Assessment of genes involved in lysosomal diseases using the ClinGen clinical validity framework.

Autor: Groopman E; Children's National Hospital, Washington, DC, USA., Mohan S; Department of Genetics, University of North Carolina at Chapel Hill, Chapel Hill, NC, USA., Waddell A; Department of Genetics, University of North Carolina at Chapel Hill, Chapel Hill, NC, USA., Wilke M; Mayo Clinic, Rochester, MN, USA., Fernandez R; American College of Genetics and Genomics, Bethesda, MD, USA., Weaver M; American College of Genetics and Genomics, Bethesda, MD, USA., Chen H; PreventionGenetics/Exact Sciences, Marshfield, WI, USA., Liu H; Revvity, Pittsburgh, PA, USA., Bali D; Duke University Health System, Durham, NC, USA., Baudet H; Department of Genetics, University of North Carolina at Chapel Hill, Chapel Hill, NC, USA., Clarke L; University of British Columbia, Vancouver, Canada., Hung C; Invitae, San Francisco, CA, USA., Mao R; ARUP, Salt Lake City, UT, USA; University of Utah, Salt Lake City, UT, USA., Pinto E Vairo F; Mayo Clinic, Rochester, MN, USA., Racacho L; Alberta Precision Laboratories, Alberta, Canada., Yuzyuk T; ARUP, Salt Lake City, UT, USA; University of Utah, Salt Lake City, UT, USA., Craigen WJ; Baylor College of Medicine, Houston, TX, USA., Goldstein J; Department of Genetics, University of North Carolina at Chapel Hill, Chapel Hill, NC, USA. Electronic address: jennifer.goldstein@unc.edu.
Jazyk: angličtina
Zdroj: Molecular genetics and metabolism [Mol Genet Metab] 2024 Nov; Vol. 143 (3), pp. 108593. Date of Electronic Publication: 2024 Oct 12.

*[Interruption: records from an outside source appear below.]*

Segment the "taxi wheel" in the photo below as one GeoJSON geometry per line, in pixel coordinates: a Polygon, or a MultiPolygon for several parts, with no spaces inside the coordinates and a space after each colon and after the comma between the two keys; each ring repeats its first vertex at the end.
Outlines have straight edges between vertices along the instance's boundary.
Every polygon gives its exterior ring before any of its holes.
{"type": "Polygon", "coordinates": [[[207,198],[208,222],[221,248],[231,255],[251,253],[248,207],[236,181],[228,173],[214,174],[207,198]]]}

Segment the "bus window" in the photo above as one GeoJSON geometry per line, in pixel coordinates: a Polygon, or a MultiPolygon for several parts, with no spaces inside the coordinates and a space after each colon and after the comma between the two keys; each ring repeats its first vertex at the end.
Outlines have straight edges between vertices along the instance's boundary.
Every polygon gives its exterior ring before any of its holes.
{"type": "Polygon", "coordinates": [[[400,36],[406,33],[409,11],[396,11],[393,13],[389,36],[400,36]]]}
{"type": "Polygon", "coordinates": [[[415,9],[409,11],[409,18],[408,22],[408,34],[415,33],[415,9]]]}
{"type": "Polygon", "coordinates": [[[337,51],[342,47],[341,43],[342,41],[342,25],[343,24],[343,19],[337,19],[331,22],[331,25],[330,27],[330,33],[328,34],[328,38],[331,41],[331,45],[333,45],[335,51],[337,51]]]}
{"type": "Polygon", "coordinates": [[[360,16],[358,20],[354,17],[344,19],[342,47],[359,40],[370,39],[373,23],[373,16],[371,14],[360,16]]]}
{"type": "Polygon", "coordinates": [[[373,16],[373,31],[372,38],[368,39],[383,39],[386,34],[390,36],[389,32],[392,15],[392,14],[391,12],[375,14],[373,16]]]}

DOI: 10.1016/j.ymgme.2024.108593
Abstrakt: Lysosomal diseases (LDs) are a heterogeneous group of rare genetic disorders that result in impaired lysosomal function, leading to progressive multiorgan system dysfunction. Accurate diagnosis is paramount to initiating targeted therapies early in the disease process in addition to providing prognostic information and appropriate support for families. In recent years, genomic sequencing technologies have become the first-line approach in the diagnosis of LDs. Understanding the clinical validity of the role of a gene in a disease is critical for the development of genomic technologies, such as which genes to include on next generation sequencing panels, and the interpretation of results from exome and genome sequencing. To this aim, the ClinGen Lysosomal Diseases Gene Curation Expert Panel utilized a semi-quantitative framework incorporating genetic and experimental evidence to assess the clinical validity of the 56 LD-associated genes on the Lysosomal Disease Network's list. Here, we describe the results, and the key themes and challenges encountered.

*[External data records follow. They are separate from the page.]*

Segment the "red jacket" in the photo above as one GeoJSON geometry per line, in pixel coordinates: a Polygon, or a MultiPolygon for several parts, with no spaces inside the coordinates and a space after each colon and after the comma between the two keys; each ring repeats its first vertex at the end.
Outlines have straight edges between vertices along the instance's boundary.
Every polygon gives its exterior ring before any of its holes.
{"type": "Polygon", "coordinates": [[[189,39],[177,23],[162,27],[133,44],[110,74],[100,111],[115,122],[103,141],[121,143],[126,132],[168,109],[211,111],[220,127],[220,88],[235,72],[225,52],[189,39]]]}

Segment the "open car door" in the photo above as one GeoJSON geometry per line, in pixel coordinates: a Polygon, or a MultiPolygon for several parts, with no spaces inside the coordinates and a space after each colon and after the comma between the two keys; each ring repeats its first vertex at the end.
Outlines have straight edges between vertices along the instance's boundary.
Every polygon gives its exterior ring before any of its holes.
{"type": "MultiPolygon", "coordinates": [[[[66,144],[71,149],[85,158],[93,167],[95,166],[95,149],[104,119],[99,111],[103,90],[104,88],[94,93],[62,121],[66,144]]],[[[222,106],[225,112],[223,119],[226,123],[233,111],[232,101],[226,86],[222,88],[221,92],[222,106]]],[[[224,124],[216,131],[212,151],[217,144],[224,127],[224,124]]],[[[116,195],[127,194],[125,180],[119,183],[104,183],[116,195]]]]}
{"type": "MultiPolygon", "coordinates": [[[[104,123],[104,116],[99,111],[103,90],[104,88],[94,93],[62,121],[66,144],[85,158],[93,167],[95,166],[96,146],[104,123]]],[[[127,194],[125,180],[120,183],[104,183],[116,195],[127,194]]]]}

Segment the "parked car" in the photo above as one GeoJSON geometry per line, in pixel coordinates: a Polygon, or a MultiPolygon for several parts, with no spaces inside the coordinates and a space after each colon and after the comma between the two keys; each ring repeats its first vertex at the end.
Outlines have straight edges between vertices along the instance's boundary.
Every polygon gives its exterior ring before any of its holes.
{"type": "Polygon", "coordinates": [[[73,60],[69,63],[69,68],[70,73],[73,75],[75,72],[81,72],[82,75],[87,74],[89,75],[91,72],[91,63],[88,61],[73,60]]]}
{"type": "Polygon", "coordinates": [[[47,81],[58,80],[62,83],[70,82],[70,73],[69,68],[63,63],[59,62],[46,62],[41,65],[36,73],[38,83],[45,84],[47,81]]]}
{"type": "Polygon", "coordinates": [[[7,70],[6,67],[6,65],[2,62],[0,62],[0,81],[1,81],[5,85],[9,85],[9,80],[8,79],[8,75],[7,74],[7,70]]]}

Competing Interests: Declaration of competing interest D.B., H.C., C.H., R.M., and T.Y., are employed by laboratories offering fee-for-service testing related to the work of the ClinGen Lysosomal Diseases Gene Curation Expert Panel. L.C. is a paid consultant with Genzyme/Sanofi related to the MPS I (IDUA) registry. C.H. is involved in research on NPC1. There are no other financial disclosures.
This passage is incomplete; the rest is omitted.